Para la época dorada del cine durante la que ejerció la crítica, Cabrera Infante supone no sólo una fuente de documentación rigurosa sino una divertida mirada, diferente y original. Para tener una idea general de sus observaciones, hemos entresacado algunas de las perlas que jalonan estos escritos. No era partidario, por ejemplo, de las adaptaciones al cine de grandes obras literarias. Así, “Ana Karenina”, de Clarence Brown, con Greta Garbo, no deja de ser para Caín “una disecada versión de la magnífica novela de Leon Tostoi en la que está ausente esa aura maravillosa que diferencia lo bueno de lo verdaderamente grande”. Sobre “Romeo y Julieta”: “quien dijo que Shakespeare estaba hecho a la medida del cine demostró que no sabía lo que era Shakespeare ni sabía lo que era el cine”. Y de la adaptación que John Houston hizo de “Moby Dick”, “una cinta excelente pero no una obra maestra como el libro de donde surge”. “El viejo y el mar” de John Sturges sobre la novela de Hemingway, “No es una mala película. Simplemente: no es una película”. Muchas de las suyas eran críticas cítricas, como él mismo las definiría, incluso sobre películas de amplia aceptación. La versión de “Ha nacido una estrella”, de George Cukor (con Judy Garland), es “una tragedia con música interpolada”. “Lo que el viento se llevó”, un monumento que si no emociona por su calidad arquitectónica, se impone por su grandeza. “Johnny Guitar”, una parodia de un oeste que en ocasiones se toma en serio. Pero también están los grandes homenajes a los directores que le fascinaban (John Ford, Hitchcock, Kurosawa) y las películas que le marcaron. “Río Bravo”, “Los 400 golpes”, “Los siete samuráis”, “La invasión de los muertos vivientes...

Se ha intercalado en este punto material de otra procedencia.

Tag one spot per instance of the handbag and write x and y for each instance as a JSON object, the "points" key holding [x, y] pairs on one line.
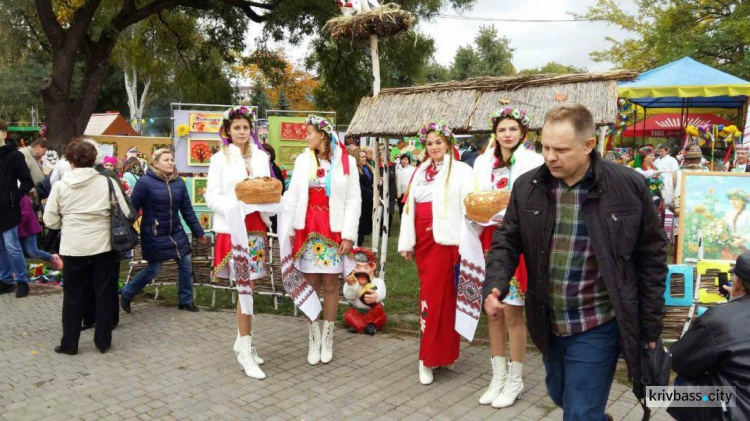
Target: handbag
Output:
{"points": [[123, 236], [656, 365]]}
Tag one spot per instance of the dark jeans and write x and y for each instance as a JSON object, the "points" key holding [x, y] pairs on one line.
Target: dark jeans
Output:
{"points": [[144, 277], [83, 274], [580, 371]]}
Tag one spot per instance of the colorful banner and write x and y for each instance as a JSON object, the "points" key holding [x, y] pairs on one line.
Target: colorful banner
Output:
{"points": [[205, 122]]}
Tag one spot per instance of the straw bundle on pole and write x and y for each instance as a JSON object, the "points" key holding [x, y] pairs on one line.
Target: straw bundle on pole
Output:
{"points": [[384, 21]]}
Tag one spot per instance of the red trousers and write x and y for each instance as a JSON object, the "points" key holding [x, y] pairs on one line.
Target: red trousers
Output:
{"points": [[357, 320]]}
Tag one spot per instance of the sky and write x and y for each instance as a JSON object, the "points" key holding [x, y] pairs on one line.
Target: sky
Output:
{"points": [[535, 44]]}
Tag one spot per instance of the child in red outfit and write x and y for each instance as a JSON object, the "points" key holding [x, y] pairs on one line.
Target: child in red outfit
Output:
{"points": [[364, 292]]}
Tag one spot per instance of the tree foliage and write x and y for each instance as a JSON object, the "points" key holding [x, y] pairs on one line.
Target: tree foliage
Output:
{"points": [[715, 32]]}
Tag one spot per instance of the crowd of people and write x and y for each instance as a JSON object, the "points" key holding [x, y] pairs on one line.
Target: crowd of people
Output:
{"points": [[580, 247]]}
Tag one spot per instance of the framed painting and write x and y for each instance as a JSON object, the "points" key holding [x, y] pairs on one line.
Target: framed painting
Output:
{"points": [[288, 154], [200, 185], [714, 216], [205, 218], [200, 151]]}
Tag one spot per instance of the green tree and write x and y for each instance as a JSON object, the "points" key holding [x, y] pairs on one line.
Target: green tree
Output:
{"points": [[490, 55], [259, 98], [282, 103], [552, 67], [715, 32]]}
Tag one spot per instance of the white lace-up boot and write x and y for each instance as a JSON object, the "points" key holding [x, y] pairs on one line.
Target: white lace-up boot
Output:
{"points": [[499, 371], [313, 352]]}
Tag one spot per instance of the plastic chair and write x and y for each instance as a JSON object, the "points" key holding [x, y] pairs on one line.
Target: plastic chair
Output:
{"points": [[704, 266], [705, 297], [687, 297]]}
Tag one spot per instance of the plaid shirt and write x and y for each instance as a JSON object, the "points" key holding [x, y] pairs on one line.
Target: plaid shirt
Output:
{"points": [[578, 298]]}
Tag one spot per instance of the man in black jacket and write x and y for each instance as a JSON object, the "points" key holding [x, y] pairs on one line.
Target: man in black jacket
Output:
{"points": [[15, 181], [715, 351], [595, 254]]}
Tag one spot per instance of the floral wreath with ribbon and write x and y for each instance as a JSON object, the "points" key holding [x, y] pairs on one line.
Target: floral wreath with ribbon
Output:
{"points": [[514, 113], [233, 113], [438, 127], [337, 146]]}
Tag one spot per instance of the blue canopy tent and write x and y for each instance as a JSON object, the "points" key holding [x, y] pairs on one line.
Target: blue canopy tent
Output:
{"points": [[686, 84]]}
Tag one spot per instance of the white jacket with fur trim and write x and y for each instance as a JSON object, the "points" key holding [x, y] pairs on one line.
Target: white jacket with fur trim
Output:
{"points": [[228, 168], [447, 206], [524, 161], [345, 202]]}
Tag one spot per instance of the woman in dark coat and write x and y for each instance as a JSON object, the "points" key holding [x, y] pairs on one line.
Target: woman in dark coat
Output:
{"points": [[366, 186], [162, 195]]}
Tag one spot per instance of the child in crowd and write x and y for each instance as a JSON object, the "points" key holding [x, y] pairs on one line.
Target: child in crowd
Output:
{"points": [[27, 232], [364, 292]]}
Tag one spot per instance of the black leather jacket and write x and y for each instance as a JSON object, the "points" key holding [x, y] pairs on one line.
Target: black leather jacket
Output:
{"points": [[715, 351], [629, 242]]}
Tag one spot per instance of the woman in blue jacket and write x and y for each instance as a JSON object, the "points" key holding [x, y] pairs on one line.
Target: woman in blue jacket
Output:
{"points": [[162, 195]]}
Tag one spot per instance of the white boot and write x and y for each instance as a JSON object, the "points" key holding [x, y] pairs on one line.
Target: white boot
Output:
{"points": [[313, 353], [499, 371], [425, 373], [326, 353], [248, 364], [513, 386], [253, 352]]}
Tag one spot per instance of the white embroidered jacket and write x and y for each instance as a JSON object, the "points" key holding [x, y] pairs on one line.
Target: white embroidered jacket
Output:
{"points": [[224, 173], [447, 205], [345, 202], [525, 160]]}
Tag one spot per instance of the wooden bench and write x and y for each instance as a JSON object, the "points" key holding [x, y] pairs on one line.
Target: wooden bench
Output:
{"points": [[202, 261]]}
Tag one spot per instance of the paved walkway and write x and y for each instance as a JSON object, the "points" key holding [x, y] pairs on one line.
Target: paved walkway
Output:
{"points": [[171, 364]]}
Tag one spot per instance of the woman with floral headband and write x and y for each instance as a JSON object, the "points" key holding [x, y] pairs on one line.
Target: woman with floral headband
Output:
{"points": [[240, 157], [434, 206], [504, 161], [324, 204]]}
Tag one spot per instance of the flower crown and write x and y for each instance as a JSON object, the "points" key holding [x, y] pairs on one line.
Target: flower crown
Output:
{"points": [[321, 123], [239, 110], [514, 113], [437, 127]]}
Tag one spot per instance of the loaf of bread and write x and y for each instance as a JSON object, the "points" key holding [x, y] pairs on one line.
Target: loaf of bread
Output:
{"points": [[482, 206], [259, 191]]}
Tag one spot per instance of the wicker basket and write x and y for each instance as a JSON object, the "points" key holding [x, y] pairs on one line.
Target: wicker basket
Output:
{"points": [[482, 206], [258, 191]]}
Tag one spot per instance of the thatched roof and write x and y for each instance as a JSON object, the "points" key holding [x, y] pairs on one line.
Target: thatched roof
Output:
{"points": [[466, 105], [383, 21]]}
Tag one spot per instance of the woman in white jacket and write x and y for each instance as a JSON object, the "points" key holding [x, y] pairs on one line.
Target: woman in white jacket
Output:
{"points": [[79, 206], [434, 208], [239, 159], [325, 204], [504, 161]]}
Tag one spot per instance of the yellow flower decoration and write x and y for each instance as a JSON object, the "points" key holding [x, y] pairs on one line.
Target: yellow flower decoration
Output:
{"points": [[182, 130]]}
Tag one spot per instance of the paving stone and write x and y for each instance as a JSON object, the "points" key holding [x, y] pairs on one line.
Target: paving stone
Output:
{"points": [[170, 365]]}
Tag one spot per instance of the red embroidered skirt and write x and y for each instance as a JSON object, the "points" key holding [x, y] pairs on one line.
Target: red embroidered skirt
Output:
{"points": [[521, 276], [439, 341], [223, 248], [317, 225]]}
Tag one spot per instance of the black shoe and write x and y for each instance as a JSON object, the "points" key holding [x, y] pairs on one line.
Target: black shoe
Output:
{"points": [[22, 289], [189, 307], [61, 350], [125, 304], [6, 288]]}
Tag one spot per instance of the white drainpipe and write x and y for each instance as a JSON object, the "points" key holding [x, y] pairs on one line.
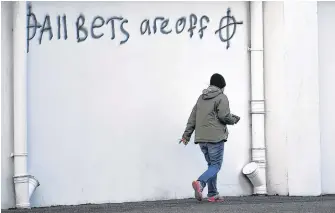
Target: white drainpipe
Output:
{"points": [[24, 184], [258, 151]]}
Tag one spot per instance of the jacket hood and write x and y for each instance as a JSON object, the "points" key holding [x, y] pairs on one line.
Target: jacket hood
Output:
{"points": [[211, 92]]}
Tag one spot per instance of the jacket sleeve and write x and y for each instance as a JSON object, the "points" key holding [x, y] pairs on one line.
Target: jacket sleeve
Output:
{"points": [[224, 114], [190, 124]]}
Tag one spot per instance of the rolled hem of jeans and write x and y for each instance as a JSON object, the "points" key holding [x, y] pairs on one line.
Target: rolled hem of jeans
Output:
{"points": [[212, 194]]}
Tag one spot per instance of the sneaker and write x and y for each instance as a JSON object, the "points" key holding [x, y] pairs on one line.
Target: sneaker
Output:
{"points": [[197, 190], [215, 198]]}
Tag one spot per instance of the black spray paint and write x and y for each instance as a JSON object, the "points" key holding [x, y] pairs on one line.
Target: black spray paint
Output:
{"points": [[97, 27], [228, 24]]}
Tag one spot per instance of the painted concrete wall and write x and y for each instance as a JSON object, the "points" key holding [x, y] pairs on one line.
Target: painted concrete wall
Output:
{"points": [[326, 18], [292, 98], [274, 66], [7, 170], [105, 119]]}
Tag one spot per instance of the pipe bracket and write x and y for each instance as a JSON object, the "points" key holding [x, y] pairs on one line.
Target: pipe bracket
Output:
{"points": [[257, 107], [18, 154], [251, 49]]}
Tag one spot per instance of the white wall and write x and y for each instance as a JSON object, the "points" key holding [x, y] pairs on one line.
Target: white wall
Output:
{"points": [[292, 93], [275, 94], [326, 20], [104, 119], [7, 170]]}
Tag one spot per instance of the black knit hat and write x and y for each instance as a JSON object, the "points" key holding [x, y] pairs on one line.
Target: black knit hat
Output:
{"points": [[218, 81]]}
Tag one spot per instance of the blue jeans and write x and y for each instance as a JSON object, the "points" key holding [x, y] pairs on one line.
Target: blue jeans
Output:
{"points": [[214, 156]]}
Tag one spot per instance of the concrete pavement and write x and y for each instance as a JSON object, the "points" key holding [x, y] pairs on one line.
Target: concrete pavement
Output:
{"points": [[251, 204]]}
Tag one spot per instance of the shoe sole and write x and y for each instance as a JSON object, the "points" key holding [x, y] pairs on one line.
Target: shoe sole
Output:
{"points": [[215, 201], [197, 193]]}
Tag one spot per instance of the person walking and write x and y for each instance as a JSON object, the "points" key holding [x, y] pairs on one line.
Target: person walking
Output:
{"points": [[209, 119]]}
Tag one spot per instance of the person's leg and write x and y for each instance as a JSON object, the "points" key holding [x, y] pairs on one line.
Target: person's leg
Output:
{"points": [[198, 186], [212, 190], [215, 154]]}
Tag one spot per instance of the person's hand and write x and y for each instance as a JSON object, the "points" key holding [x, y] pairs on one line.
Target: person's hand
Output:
{"points": [[237, 118], [184, 141]]}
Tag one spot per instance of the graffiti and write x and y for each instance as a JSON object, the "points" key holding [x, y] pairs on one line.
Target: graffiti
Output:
{"points": [[228, 24], [179, 26], [97, 23], [96, 27]]}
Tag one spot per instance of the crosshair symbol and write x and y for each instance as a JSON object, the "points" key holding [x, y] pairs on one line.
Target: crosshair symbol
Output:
{"points": [[229, 35]]}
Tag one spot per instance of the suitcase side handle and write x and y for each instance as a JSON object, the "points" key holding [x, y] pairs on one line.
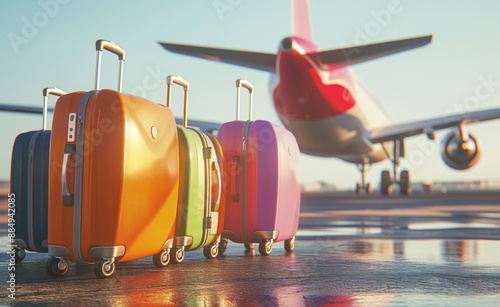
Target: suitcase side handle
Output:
{"points": [[178, 80], [101, 45], [46, 92], [235, 196], [69, 150], [243, 83], [216, 168]]}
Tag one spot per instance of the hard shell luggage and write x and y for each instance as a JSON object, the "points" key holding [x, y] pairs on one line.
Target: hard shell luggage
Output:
{"points": [[263, 195], [114, 178], [29, 182], [200, 212]]}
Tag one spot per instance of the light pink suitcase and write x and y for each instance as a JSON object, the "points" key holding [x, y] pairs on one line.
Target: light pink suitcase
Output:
{"points": [[263, 185]]}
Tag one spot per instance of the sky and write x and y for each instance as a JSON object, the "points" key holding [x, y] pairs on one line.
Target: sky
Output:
{"points": [[50, 43]]}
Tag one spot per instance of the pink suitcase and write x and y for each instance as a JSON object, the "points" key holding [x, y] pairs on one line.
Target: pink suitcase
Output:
{"points": [[263, 171]]}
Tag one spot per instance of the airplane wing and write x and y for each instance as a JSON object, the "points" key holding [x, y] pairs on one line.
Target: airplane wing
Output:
{"points": [[354, 55], [23, 109], [258, 60], [401, 131]]}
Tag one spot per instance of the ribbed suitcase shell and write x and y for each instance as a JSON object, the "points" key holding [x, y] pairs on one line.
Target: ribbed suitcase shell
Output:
{"points": [[198, 189], [29, 182], [262, 162], [130, 178]]}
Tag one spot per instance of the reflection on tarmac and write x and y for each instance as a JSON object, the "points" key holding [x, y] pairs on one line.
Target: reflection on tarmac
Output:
{"points": [[351, 251]]}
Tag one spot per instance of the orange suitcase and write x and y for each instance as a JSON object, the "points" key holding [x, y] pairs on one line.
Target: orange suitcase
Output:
{"points": [[114, 178]]}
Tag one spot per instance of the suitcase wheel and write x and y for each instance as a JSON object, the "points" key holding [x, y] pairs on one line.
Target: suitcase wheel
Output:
{"points": [[104, 268], [56, 267], [162, 258], [266, 247], [177, 255], [211, 251], [222, 247], [20, 254], [290, 244]]}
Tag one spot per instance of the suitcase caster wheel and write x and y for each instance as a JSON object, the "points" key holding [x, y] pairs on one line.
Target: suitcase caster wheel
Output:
{"points": [[162, 258], [290, 244], [222, 247], [104, 268], [56, 267], [20, 254], [266, 247], [211, 251], [178, 255]]}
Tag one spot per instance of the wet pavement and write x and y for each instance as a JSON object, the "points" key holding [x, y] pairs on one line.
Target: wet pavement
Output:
{"points": [[426, 250]]}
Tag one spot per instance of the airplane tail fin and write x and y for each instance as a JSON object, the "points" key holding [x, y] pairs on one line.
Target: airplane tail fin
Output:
{"points": [[301, 21]]}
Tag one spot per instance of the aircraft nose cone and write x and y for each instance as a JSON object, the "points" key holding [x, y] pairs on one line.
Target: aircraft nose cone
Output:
{"points": [[286, 45]]}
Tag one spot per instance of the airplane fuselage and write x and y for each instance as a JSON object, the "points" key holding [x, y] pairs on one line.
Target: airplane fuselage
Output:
{"points": [[326, 107]]}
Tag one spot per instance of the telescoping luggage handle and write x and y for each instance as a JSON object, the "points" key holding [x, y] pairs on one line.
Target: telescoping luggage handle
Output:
{"points": [[176, 79], [100, 45], [249, 86], [46, 92]]}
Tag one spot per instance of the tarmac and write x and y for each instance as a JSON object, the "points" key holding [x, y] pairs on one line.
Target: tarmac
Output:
{"points": [[351, 250]]}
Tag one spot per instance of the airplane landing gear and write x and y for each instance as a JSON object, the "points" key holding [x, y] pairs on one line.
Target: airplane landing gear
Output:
{"points": [[386, 181], [363, 185]]}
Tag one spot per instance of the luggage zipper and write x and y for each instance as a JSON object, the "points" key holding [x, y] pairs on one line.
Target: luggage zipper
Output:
{"points": [[244, 179], [80, 142], [31, 165], [207, 155]]}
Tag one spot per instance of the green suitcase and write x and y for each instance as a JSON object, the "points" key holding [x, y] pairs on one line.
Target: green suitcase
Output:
{"points": [[200, 210]]}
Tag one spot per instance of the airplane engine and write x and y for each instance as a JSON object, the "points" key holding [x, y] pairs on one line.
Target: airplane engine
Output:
{"points": [[459, 154]]}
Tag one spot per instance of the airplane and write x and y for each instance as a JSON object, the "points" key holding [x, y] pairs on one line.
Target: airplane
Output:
{"points": [[332, 113]]}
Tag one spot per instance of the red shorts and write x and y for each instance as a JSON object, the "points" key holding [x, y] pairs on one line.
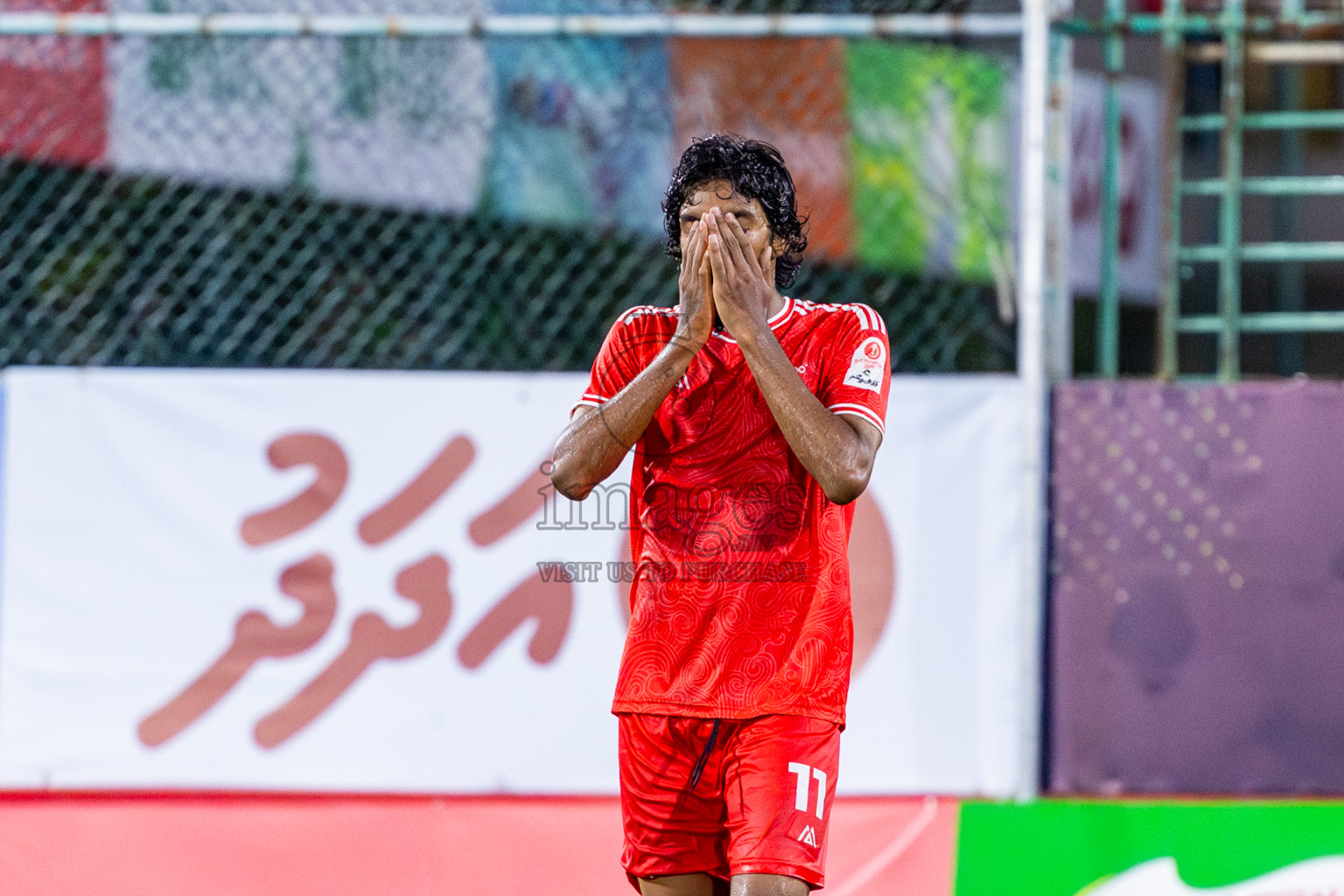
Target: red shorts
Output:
{"points": [[760, 802]]}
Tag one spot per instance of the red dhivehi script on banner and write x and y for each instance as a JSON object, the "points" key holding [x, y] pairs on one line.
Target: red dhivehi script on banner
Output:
{"points": [[365, 582], [52, 105], [408, 846]]}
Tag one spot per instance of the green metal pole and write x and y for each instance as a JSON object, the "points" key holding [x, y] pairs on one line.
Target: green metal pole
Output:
{"points": [[1173, 62], [1108, 300], [1230, 263]]}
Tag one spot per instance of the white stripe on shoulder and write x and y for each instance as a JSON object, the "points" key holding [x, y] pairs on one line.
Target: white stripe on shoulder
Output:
{"points": [[862, 411]]}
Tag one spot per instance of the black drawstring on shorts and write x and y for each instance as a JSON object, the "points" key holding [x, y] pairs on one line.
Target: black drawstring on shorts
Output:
{"points": [[704, 757]]}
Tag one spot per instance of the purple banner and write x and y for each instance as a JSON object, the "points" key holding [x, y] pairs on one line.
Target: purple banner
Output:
{"points": [[1198, 589]]}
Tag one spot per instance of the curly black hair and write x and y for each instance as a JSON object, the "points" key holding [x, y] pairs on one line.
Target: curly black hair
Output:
{"points": [[757, 171]]}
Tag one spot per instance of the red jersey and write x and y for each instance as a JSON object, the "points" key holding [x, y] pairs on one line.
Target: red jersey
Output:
{"points": [[741, 598]]}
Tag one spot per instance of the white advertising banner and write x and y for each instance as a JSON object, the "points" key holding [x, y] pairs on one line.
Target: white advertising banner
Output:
{"points": [[360, 582]]}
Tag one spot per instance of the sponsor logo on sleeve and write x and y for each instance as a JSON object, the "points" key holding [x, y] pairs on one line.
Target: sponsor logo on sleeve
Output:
{"points": [[869, 366]]}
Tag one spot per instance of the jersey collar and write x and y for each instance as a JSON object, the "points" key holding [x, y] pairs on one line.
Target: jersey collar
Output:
{"points": [[780, 318]]}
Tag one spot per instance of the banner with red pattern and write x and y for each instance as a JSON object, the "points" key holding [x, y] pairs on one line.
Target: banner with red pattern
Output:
{"points": [[365, 582]]}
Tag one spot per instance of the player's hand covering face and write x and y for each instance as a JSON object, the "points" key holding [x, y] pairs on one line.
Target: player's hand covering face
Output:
{"points": [[694, 283], [737, 246]]}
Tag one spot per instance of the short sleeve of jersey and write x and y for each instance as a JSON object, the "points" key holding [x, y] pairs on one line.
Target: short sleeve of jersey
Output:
{"points": [[858, 369], [620, 360]]}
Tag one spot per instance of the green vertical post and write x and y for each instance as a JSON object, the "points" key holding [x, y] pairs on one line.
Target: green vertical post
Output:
{"points": [[1173, 63], [1230, 231], [1108, 300]]}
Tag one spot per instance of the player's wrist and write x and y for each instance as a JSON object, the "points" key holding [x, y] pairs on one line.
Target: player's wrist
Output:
{"points": [[684, 341]]}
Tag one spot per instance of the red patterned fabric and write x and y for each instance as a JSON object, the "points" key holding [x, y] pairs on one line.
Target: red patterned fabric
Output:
{"points": [[741, 602], [761, 803]]}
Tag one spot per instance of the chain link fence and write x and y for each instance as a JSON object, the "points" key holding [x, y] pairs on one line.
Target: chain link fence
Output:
{"points": [[474, 203]]}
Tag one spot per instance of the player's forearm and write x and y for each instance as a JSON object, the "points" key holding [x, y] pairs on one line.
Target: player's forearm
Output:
{"points": [[594, 444], [828, 448]]}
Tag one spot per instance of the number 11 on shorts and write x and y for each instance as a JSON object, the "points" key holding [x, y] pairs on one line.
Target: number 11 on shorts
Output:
{"points": [[805, 775]]}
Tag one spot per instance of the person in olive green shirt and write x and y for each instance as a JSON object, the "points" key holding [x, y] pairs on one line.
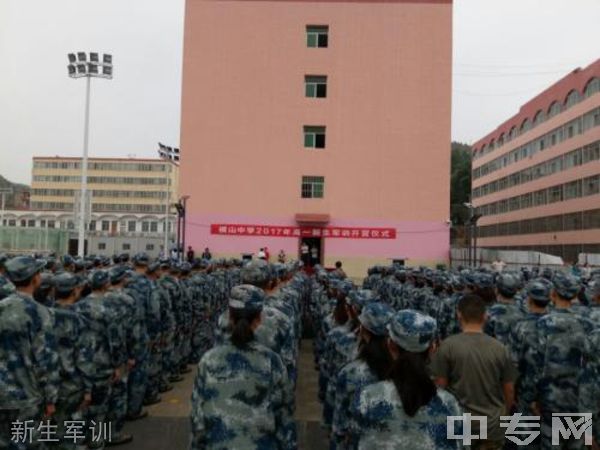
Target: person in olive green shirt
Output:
{"points": [[478, 370]]}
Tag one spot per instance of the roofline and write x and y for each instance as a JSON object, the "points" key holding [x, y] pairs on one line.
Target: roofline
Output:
{"points": [[575, 80], [78, 158]]}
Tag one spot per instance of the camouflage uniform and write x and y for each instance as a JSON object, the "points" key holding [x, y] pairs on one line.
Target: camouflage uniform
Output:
{"points": [[139, 288], [378, 407], [155, 328], [385, 425], [353, 376], [239, 397], [29, 375], [75, 358], [561, 351]]}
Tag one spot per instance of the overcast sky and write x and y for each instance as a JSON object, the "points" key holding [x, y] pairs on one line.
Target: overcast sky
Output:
{"points": [[505, 52]]}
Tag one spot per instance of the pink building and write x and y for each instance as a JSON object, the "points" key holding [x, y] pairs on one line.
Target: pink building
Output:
{"points": [[325, 122], [536, 178]]}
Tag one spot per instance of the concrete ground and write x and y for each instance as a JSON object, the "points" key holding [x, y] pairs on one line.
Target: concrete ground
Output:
{"points": [[167, 425]]}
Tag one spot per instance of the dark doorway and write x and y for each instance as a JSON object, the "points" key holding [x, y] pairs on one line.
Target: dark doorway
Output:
{"points": [[73, 247], [315, 251]]}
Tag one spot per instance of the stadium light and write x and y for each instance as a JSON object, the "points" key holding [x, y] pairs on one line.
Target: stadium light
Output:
{"points": [[81, 66], [168, 154]]}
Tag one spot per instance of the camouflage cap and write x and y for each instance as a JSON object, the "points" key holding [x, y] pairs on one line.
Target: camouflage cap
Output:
{"points": [[470, 278], [153, 267], [47, 281], [594, 287], [255, 272], [99, 278], [547, 273], [359, 297], [344, 286], [412, 331], [246, 297], [539, 290], [375, 317], [185, 268], [23, 268], [118, 274], [66, 282], [567, 286], [484, 280], [457, 282], [6, 287], [507, 284]]}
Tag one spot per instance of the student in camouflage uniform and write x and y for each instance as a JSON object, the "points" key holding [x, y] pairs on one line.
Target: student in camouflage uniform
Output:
{"points": [[76, 355], [407, 410], [561, 351], [239, 395], [371, 366], [502, 316], [147, 313], [104, 330], [344, 347], [170, 371], [29, 376], [155, 329], [343, 326], [129, 319]]}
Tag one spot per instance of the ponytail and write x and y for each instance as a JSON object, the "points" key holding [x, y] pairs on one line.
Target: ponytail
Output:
{"points": [[375, 354], [413, 384], [241, 326], [340, 314]]}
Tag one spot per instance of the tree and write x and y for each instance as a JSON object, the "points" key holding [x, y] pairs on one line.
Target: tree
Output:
{"points": [[460, 182]]}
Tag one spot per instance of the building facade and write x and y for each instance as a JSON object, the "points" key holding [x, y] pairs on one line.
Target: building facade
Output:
{"points": [[536, 178], [323, 122], [128, 201]]}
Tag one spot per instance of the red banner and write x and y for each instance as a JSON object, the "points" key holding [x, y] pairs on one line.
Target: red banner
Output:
{"points": [[279, 231]]}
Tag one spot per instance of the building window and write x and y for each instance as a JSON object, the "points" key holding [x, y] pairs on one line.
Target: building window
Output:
{"points": [[555, 194], [317, 36], [314, 137], [538, 118], [592, 87], [312, 187], [315, 86], [573, 189], [591, 185], [554, 109], [572, 99]]}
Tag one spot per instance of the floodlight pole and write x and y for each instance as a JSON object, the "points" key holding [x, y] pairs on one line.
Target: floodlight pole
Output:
{"points": [[83, 196], [167, 207]]}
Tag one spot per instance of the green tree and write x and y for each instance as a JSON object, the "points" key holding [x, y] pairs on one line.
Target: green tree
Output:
{"points": [[460, 182]]}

Para Cabrera Infante el cine español (“Muerte de un ciclista”, “Calabuch”, “Bienvenido Mr. Marshall”, “Calle Mayor”) estaba desempeñando un papel similar al de las trompetas de Jericó, porque poco a poco iba resquebrajando la muralla del franquismo.

Y, para terminar, reproducimos completa la crítica a “El magnífico matador”: “Es una magnífica muestra del arte de ver una película de toros: Que sale el toro, cierre los ojos. Que no los cierra, se los cierra el sueño”.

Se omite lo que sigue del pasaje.